27. A method as claimed in claim 26, characterized in that:
the step of comparing comprises ranking the prototype vector
signals in order of the estimated closeness of each prototype
vector signal to each feature vector signal to obtain a rank score
for each feature vector signal and each prototype vector signal;
and
the prototype match score for a feature vector signal and each
prototype vector signal comprises the rank score for the feature
vector signal and the prototype vector signal.
28. A method as claimed in claim 27, characterized in that each
speech unit model represents the corresponding speech unit in a
unique context of prior and subsequent speech units.
29. A method as claimed in claim 28, characterized in that each
speech unit is a phoneme, and each speech transition is a portion
of a phoneme.
30. A method as claimed in claim 29, characterized in that the step
of outputting comprises displaying at least one best candidate
word.
31. A speech coding apparatus comprising:
means for measuring the value of at least one feature of an
utterance over each of a series of successive time intervals to
produce a series of feature vector signals representing the feature
values;
means for storing a plurality of prototype vector signals, each
prototype vector signal having at least one parameter value;
means for comparing the closeness of the feature value of a first
feature vector signal to the parameter values of the prototype
vector signals to obtain prototype match scores for the first
feature vector signal and each prototype vector signal;
means for storing a plurality of speech transition models, each
speech transition model representing a speech transition from a
vocabulary of speech transitions, each speech transition having an
identification value, at least one speech transition being
represented by a plurality of different speech transition models,
each speech transition model having a plurality of speech
transition model outputs, each speech transition model output
comprising a prototype match score for a prototype vector signal,
each speech transition model having an output probability for each
speech transition model output;
means for generating a model match score for the first feature
vector signal and each speech transition model, each model match
score comprising the output probability for at least one prototype
match score for the first feature vector signal and a prototype
vector signal;
means for storing a plurality of speech unit models, each speech
unit model representing a speech unit comprising two or more speech
transitions, each speech unit model comprising two or more speech
transition models, each speech unit having an identification
value;
means for generating a speech unit match score for the first
feature vector signal and each speech unit, each speech unit match
score comprising the best model match score for the first feature
vector signal and all speech transition models representing speech
transitions in the speech unit; and
means for outputting the identification value of each speech unit
and the speech unit match score for the first feature vector signal
and each speech unit as a coded utterance representation signal of
the first feature vector signal.
Description
BACKGROUND OF THE INVENTION
The invention relates to speech coding devices and methods, such as
for speech recognition systems.
In speech recognition systems, it is known to model utterances of
words, phonemes, and parts of phonemes using context-independent or
context-dependent acoustic models.
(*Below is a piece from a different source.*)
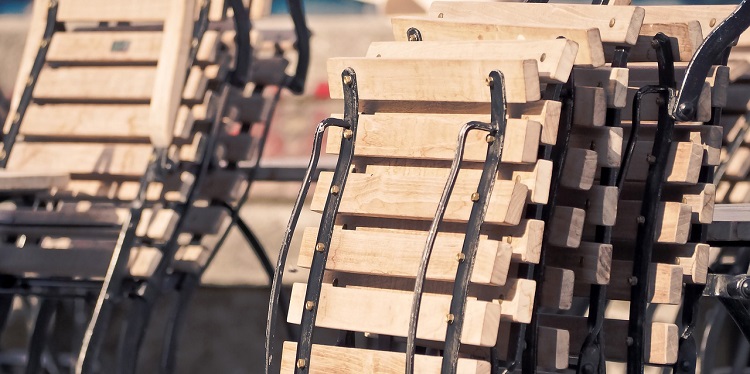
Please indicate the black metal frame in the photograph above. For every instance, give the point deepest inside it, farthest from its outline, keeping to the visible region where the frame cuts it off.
(312, 296)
Context-dependent acoustic
models simulate utterances of words or portions of words in
dependence on the words or portions of words uttered before and
after. Consequently, context-dependent acoustic models are more
accurate than context-independent acoustic models. However, the
recognition of an utterance using context-dependent acoustic models
requires more computation, and therefore more time, than the
recognition of an utterance using context-independent acoustic
models.
In speech recognition systems, it is also known to provide a fast
acoustic match to quickly select a short list of candidate words,
and then to provide a detailed acoustic match to more carefully
evaluate each of the candidate words selected by the fast acoustic
match. In order to quickly select candidate words, it is known to
use context-independent acoustic models in the fast acoustic match.
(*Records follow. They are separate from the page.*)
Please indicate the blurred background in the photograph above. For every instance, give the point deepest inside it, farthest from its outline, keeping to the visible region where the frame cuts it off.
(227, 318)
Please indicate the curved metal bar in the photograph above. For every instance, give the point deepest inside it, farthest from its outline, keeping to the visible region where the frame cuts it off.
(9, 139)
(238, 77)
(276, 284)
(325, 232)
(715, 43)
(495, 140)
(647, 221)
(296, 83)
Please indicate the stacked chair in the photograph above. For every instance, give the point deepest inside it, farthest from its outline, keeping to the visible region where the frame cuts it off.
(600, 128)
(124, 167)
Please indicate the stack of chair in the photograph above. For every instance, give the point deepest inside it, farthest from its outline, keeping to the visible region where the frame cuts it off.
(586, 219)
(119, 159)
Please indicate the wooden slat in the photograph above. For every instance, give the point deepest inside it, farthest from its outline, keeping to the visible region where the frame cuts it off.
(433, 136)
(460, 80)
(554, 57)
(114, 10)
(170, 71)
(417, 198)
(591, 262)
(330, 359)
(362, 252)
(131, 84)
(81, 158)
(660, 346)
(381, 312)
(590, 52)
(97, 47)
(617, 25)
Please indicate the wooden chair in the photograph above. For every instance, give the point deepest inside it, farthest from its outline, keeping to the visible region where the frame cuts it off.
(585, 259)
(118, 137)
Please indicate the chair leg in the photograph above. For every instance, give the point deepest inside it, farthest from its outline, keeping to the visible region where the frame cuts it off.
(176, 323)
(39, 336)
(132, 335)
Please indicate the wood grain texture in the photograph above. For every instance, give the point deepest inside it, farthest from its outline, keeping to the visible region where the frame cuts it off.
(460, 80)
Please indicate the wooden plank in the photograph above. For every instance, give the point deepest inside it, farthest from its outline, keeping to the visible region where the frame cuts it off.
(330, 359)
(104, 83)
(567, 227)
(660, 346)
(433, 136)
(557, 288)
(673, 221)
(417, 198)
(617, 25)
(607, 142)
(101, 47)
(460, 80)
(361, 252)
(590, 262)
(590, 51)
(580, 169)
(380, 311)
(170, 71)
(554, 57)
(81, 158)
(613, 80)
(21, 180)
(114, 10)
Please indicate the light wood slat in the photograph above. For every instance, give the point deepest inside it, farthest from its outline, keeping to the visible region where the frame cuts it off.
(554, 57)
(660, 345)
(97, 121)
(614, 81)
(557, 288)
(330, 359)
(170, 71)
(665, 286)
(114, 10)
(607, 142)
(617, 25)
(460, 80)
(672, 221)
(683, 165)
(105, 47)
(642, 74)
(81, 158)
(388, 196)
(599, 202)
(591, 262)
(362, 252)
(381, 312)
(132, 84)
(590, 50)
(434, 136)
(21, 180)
In order to more carefully evaluate each candidate word selected by
the fast acoustic match, it is known to use context-dependent
acoustic models in the detailed acoustic match.
SUMMARY OF THE INVENTION
It is an object of the invention to provide a speech coding
apparatus and method for a fast acoustic match using the same
context-dependent acoustic models used in a detailed acoustic
match.
It is another object of the invention to provide a speech
recognition apparatus and method having a fast acoustic match using
the same context-dependent acoustic models used in a detailed
acoustic match.
A speech coding apparatus according to the invention comprises
means for measuring the value of at least one feature of an
utterance over each of a series of successive time intervals to
produce a series of feature vector signals representing the feature
values. Storage means store a plurality of prototype vector
signals. Each prototype vector signal has at least one parameter
value. Comparison means compare the closeness of the feature value
of a first feature vector signal to the parameter values of the
prototype vector signals to obtain prototype match scores for the
first feature vector signal and each prototype vector signal.
Storage means also store a plurality of speech transition models.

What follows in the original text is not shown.